Recombinant Danio rerio Coiled-coil domain-containing protein 167 (ccdc167)

What is the molecular structure and function of CCDC167 in zebrafish?

CCDC167 (Coiled-coil domain-containing protein 167) in Danio rerio is a protein characterized by its coiled-coil structural motif, where alpha-helices are intertwined to form a supercoil structure. The zebrafish CCDC167 protein consists of 100 amino acids with the sequence: MTRTRTVKKEKISVASEIDRVEERKLQCKNSLERAEFRKRKQQLSDDDRLALEDEMTILNERVEKYEK DLQVLRGENRRNM­MLSVALLAISALFYYTFIY . The protein contains specific structural regions that enable protein-protein interactions, which are crucial for its biological functions.

While the precise function of CCDC167 in zebrafish remains under investigation, research on human CCDC167 suggests potential involvement in cell cycle regulation and proliferation pathways . Based on conserved domains and evolutionary relationships, zebrafish CCDC167 likely participates in similar cellular processes, potentially including cell division progression, mitosis initiation, and chromosome separation .

How can recombinant CCDC167 be effectively stored and handled for experimental use?

For optimal experimental outcomes with recombinant Danio rerio CCDC167:

Storage Conditions:

• Store at -20°C for regular storage periods

• For extended preservation, maintain at -80°C

• Utilize 50% glycerol in Tris-based buffer as storage medium

• Avoid repeated freeze-thaw cycles to maintain protein integrity

Handling Guidelines:

• Create working aliquots that can be stored at 4°C for up to one week

• Thaw frozen aliquots on ice to minimize protein degradation

• Centrifuge briefly after thawing to collect content at the bottom of the tube

• Validate protein activity after extended storage through functional assays

For experiments requiring higher protein concentrations, note that the recombinant protein is typically supplied at a quantity of 50 μg, though other quantities may be available upon request .

What experimental models are most suitable for studying CCDC167 function in zebrafish?

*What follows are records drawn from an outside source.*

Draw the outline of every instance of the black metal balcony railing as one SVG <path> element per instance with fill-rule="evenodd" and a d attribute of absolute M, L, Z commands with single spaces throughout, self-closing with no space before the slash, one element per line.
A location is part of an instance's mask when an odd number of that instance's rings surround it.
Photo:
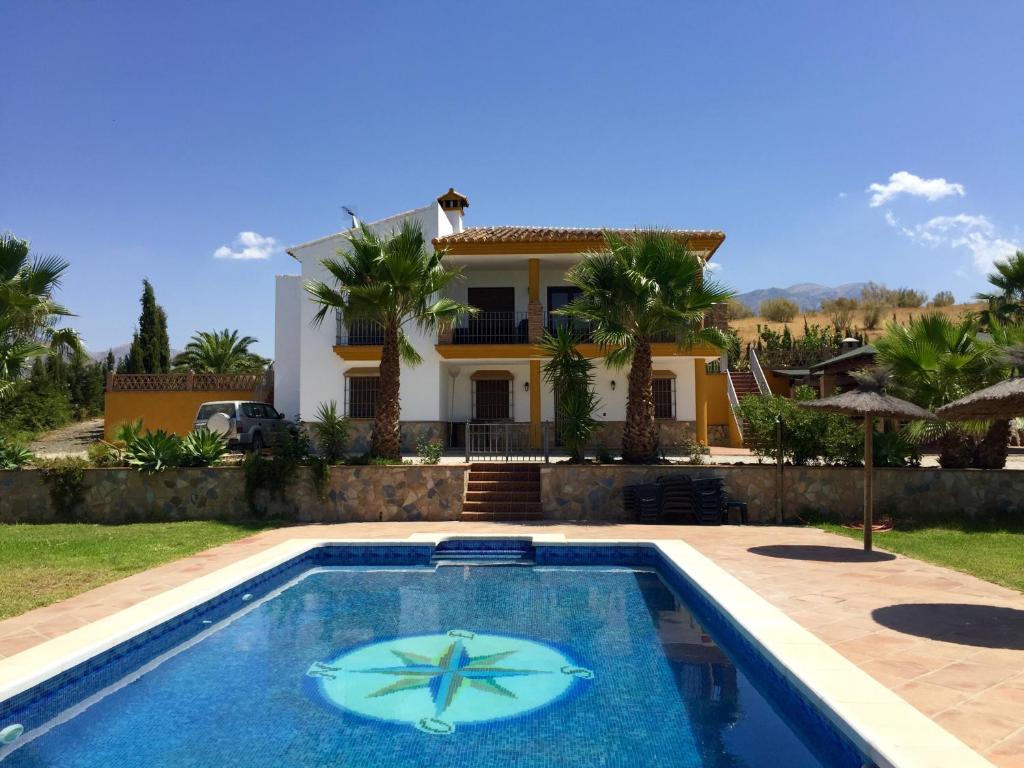
<path fill-rule="evenodd" d="M 380 346 L 384 343 L 384 329 L 370 321 L 354 321 L 346 326 L 338 317 L 337 344 L 347 347 Z"/>
<path fill-rule="evenodd" d="M 559 328 L 571 329 L 577 341 L 582 344 L 589 344 L 594 341 L 591 333 L 591 324 L 587 321 L 578 319 L 575 317 L 566 317 L 560 314 L 549 314 L 547 328 L 551 333 L 557 333 Z M 651 337 L 651 341 L 654 342 L 671 342 L 675 340 L 676 335 L 671 331 L 664 331 Z"/>
<path fill-rule="evenodd" d="M 528 344 L 526 312 L 477 312 L 452 329 L 453 344 Z"/>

When investigating CCDC167 function in zebrafish, several experimental models offer distinct advantages:

Embryonic Models:

• Early embryonic stages (0-72 hpf) allow for easy observation of developmental effects

• Embryos permit high-throughput screening of morphological changes following CCDC167 manipulation

• Zebrafish embryo pools of different sizes (10-20 embryos per pool) provide optimal statistical power for gene expression studies

Cell-based Systems:

• Zebrafish cell lines can be utilized for in vitro studies of CCDC167 function

• Experimental approaches similar to those used with human MCF-7 cells can be adapted for zebrafish cell lines

• Short-term and long-term cell proliferation assays (MTT and colony formation) can assess CCDC167's impact on cellular growth

Knockdown/Knockout Models:

• Morpholino-based knockdown provides temporary reduction of CCDC167 expression

• CRISPR/Cas9-generated mutant lines offer permanent genetic models

• shRNA approaches (as used in human cell studies) can be adapted for zebrafish studies

The choice of model should align with specific research questions, with embryonic models being particularly suitable for developmental studies and cell-based systems for molecular pathway investigations.

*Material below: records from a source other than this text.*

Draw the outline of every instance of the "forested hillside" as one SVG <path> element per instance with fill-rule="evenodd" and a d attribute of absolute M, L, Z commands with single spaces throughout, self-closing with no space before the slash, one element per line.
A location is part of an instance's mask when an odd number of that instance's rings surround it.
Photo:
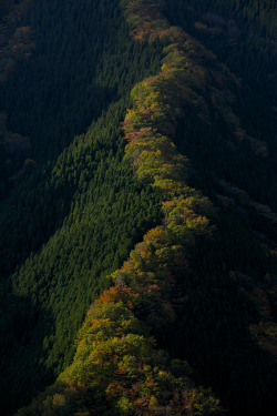
<path fill-rule="evenodd" d="M 276 414 L 276 11 L 2 3 L 3 414 Z"/>

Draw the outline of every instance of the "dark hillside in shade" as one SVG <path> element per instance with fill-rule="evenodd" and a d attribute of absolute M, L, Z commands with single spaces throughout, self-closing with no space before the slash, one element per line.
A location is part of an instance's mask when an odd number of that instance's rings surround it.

How should gene expression analysis be designed when studying CCDC167 in zebrafish embryos?

When designing gene expression studies for CCDC167 in zebrafish embryos, consider these methodological recommendations:

Sample Size and Pooling Strategy:

• Utilize larger pool sizes (10-20 embryos per pool) and sample sizes (n=8-10) to minimize false positive differential gene expression

• Be aware that while larger pool and sample sizes reduce differential expression false positives, they may paradoxically increase false positives in Gene Set Enrichment Analysis (GSEA)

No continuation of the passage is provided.